UCSB Winter 2023 teaching notes
During the introduction, play with the GapMinder data in this interface
Episode 1: Introduction to R and RStudio
- Download gapminder here as a demo. In episode 2, we will get it again as part of a repo.
- Setting up the RStudio project is a giant preview of episode 2
- This will enable us to skip (or review) loading the data in episodes 3 & 5
Episode 2
- Demo starting a new project by cloning the solution repo.
- The gapminder csv will be in the data folder.
- Save and push one script per episode!
- Run through the ‘solutions script’ to demonstrate everything we are going to cover in the workshop
- Running a script from top-to-bottom with no errors is an important part of reproducibility!
Episode 3
- If you managed to get help all the ways listed in this episode before you get here, then you can run through the content as a quick review.
- This is an excellent place to make up spare time.
Episode 4
- This lesson is a LOT of typing.
- Don’t expect Learners to solve Challenge 1, but give them time.
- Skip matrices–and all subsequent mentions of them
- Matrix-related text was removed. Challenges are marked as ‘don’t do’
- Remaining challenges are 1, 2, 3, and 6
- Can you squeeze in gapminder examples along the way?
Episode 5
- skip non-unique names down to ‘Data frames’
Episode 6
- skip `%in% under removing columns.
- Use alternate challenge #4
Episode 7: Data Frame Manipulation w/dplyr (partial)
- Stop at ‘Connect mutate with logical filtering’
Episode 8: ggplot
Timing
Leave about 30 minutes at the start of each workshop and another 15 mins at the start of each session for technical difficulties like WiFi and installing things (even if you asked students to install in advance, longer if not).
Lesson Plans
The lesson contains much more material than can be taught in a day.

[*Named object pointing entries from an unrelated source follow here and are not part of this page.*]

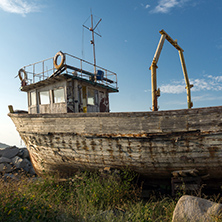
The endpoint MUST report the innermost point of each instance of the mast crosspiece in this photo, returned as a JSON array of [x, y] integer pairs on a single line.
[[92, 29]]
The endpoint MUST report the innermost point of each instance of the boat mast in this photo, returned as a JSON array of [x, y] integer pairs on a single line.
[[92, 29]]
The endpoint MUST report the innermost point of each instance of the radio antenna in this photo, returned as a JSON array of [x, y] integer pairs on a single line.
[[92, 29]]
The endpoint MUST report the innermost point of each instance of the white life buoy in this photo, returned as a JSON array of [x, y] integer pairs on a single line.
[[20, 72], [56, 58]]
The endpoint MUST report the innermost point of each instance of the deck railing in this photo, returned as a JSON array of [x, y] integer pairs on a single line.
[[73, 65]]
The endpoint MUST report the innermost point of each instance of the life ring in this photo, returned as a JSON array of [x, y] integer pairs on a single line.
[[63, 58], [20, 75]]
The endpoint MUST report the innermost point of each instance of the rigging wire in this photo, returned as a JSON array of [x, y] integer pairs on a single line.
[[83, 43]]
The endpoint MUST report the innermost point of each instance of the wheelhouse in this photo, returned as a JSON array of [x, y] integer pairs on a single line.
[[69, 88]]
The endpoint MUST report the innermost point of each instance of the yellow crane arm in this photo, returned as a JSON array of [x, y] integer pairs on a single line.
[[153, 67]]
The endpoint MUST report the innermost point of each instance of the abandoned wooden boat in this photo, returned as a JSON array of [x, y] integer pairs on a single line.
[[69, 127]]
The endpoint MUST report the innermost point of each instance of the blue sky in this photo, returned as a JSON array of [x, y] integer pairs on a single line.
[[37, 29]]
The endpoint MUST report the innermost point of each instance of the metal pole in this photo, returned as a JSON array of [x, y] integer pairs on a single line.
[[188, 86], [93, 42], [154, 86]]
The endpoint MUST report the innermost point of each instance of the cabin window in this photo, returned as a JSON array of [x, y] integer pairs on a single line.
[[32, 98], [44, 97], [91, 97], [58, 95]]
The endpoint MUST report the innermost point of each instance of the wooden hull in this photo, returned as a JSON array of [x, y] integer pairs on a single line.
[[151, 143]]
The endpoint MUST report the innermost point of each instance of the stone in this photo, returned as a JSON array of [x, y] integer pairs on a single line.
[[18, 162], [6, 168], [32, 171], [195, 209], [10, 176], [5, 160], [10, 152], [23, 153]]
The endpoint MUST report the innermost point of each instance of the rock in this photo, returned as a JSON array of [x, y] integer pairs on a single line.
[[18, 162], [10, 152], [10, 176], [6, 168], [5, 160], [195, 209], [13, 159], [32, 171], [23, 153]]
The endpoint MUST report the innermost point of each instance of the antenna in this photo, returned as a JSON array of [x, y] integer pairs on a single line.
[[92, 29]]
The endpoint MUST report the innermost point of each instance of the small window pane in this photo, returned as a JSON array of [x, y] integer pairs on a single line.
[[91, 97], [44, 97], [59, 96], [33, 98]]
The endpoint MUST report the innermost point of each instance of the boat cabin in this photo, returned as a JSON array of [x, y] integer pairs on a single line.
[[69, 88]]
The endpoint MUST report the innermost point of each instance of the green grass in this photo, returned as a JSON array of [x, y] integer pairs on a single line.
[[86, 197]]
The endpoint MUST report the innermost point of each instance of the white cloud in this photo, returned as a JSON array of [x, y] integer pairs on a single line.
[[18, 6], [213, 83], [164, 6]]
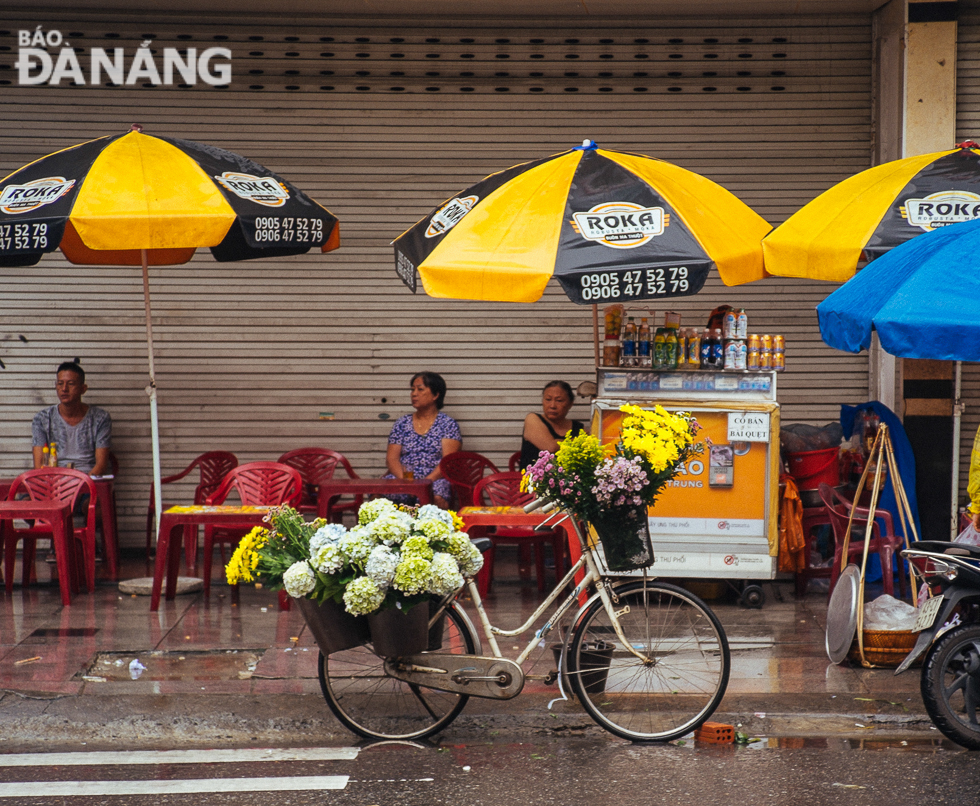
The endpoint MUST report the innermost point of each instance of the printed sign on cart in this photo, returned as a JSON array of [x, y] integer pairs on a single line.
[[748, 426]]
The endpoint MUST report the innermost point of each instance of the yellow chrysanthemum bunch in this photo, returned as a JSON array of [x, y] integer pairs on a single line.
[[245, 558], [660, 437]]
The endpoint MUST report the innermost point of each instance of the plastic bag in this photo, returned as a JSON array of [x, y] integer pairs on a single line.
[[970, 536], [888, 613], [801, 437]]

Instructors will need to pick an appropriate subset of episodes to use in a standard one day course.
Some suggested paths through the material are:
(suggested by @liz-is)
- 01 Introduction to R and RStudio
- 04 Data Structures
- 05 Exploring Data Frames (“Realistic example” section onwards)

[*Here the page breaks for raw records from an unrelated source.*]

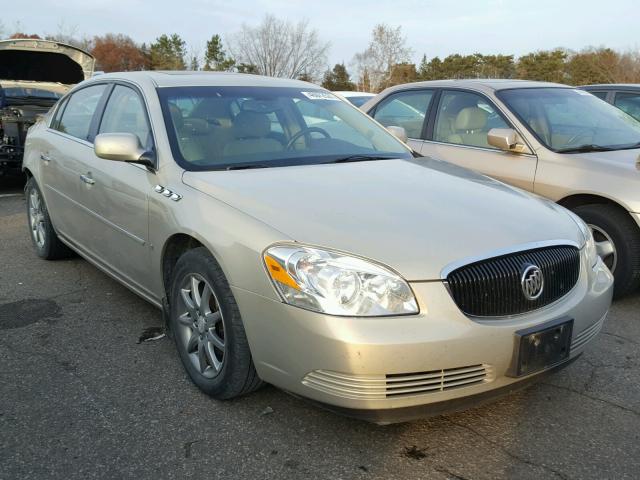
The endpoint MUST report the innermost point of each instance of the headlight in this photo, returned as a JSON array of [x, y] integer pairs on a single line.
[[589, 242], [336, 283]]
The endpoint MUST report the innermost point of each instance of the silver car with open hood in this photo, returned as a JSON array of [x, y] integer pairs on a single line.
[[34, 74]]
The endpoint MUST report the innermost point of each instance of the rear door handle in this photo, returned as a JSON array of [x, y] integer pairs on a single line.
[[87, 179]]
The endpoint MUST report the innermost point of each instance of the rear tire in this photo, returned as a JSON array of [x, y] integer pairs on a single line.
[[611, 223], [208, 330], [43, 237]]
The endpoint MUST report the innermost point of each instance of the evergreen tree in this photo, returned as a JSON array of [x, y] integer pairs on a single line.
[[168, 53], [215, 58], [338, 79]]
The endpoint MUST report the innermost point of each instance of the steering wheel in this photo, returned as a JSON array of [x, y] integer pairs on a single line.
[[577, 136], [307, 131]]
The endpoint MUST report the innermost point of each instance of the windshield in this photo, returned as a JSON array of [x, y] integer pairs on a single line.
[[27, 92], [570, 119], [359, 100], [214, 128]]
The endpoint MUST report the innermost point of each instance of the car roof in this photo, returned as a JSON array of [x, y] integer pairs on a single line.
[[612, 86], [163, 79], [482, 84], [350, 93]]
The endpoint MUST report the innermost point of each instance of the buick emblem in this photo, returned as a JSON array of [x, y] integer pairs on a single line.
[[532, 282]]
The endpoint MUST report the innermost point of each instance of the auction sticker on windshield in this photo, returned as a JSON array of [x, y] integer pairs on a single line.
[[320, 96]]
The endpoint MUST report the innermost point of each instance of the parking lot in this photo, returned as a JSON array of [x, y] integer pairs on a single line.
[[80, 397]]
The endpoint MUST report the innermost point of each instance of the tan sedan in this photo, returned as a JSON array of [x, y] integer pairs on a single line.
[[290, 239], [553, 140]]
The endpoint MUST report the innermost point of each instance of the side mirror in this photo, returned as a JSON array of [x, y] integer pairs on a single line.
[[399, 132], [506, 139], [121, 147]]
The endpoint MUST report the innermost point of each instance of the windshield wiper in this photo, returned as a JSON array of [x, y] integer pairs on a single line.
[[585, 149], [247, 166], [360, 158], [630, 147]]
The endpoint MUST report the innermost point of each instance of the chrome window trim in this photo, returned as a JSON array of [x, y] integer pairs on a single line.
[[484, 149], [70, 137]]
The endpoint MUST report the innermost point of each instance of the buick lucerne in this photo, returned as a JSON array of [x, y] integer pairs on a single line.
[[288, 238]]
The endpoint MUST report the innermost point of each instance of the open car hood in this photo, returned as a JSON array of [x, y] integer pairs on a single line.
[[44, 61]]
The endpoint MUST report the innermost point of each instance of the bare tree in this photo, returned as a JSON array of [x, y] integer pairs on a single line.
[[386, 50], [69, 34], [279, 48]]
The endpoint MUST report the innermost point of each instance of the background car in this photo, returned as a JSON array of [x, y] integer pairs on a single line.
[[356, 98], [550, 139], [326, 261], [34, 74], [625, 96]]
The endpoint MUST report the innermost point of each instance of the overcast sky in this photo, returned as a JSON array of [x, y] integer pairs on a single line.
[[432, 27]]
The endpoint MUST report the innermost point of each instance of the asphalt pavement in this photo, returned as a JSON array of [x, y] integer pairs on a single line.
[[80, 397]]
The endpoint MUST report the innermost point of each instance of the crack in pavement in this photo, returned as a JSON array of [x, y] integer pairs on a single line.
[[595, 399], [51, 358], [510, 454], [621, 337], [449, 473]]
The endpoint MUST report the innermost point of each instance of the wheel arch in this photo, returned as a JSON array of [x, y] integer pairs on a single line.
[[176, 245], [578, 199]]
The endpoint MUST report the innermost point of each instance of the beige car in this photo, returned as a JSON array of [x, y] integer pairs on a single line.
[[312, 252], [553, 140]]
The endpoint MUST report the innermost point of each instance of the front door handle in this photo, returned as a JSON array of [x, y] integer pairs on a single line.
[[87, 179]]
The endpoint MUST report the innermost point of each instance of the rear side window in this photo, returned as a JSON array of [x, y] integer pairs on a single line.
[[628, 103], [81, 106], [125, 113], [58, 114], [405, 109]]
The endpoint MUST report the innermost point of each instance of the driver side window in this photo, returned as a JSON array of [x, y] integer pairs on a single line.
[[125, 113], [465, 118], [405, 109]]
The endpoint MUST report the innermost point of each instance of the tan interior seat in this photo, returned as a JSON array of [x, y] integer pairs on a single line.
[[251, 130], [470, 127]]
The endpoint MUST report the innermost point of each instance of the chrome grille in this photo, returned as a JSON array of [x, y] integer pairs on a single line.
[[397, 385], [492, 287]]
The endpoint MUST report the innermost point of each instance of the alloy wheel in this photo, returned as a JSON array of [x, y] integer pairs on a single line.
[[605, 247], [36, 218], [201, 325]]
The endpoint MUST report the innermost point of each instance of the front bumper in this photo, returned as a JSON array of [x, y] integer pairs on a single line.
[[384, 364]]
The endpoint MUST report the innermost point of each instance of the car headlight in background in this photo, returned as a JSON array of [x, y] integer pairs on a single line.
[[590, 243], [336, 283]]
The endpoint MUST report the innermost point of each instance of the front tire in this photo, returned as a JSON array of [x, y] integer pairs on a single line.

- 08 Creating Publication-Quality Graphics with ggplot2
- 10 Functions Explained
- 13 Dataframe Manipulation with dplyr
- 15 Producing Reports With knitr
(suggested by @naupaka)
- 01 Introduction to R and RStudio
- 02 Project Management With RStudio
- 03 Seeking Help
- 04 Data Structures
- 05 Exploring Data Frames
- 06 Subsetting Data
- 09 Vectorization
- 08 Creating Publication-Quality Graphics with ggplot2 OR 13 Dataframe Manipulation with dplyr
- 15 Producing Reports With knitr
A half day course could consist of (suggested by @karawoo):
- 01 Introduction to R and RStudio
- 04 Data Structures (only creating vectors with
c()
) - 05 Exploring Data Frames (“Realistic example” section onwards)
- 06 Subsetting Data (excluding factor, matrix and list subsetting)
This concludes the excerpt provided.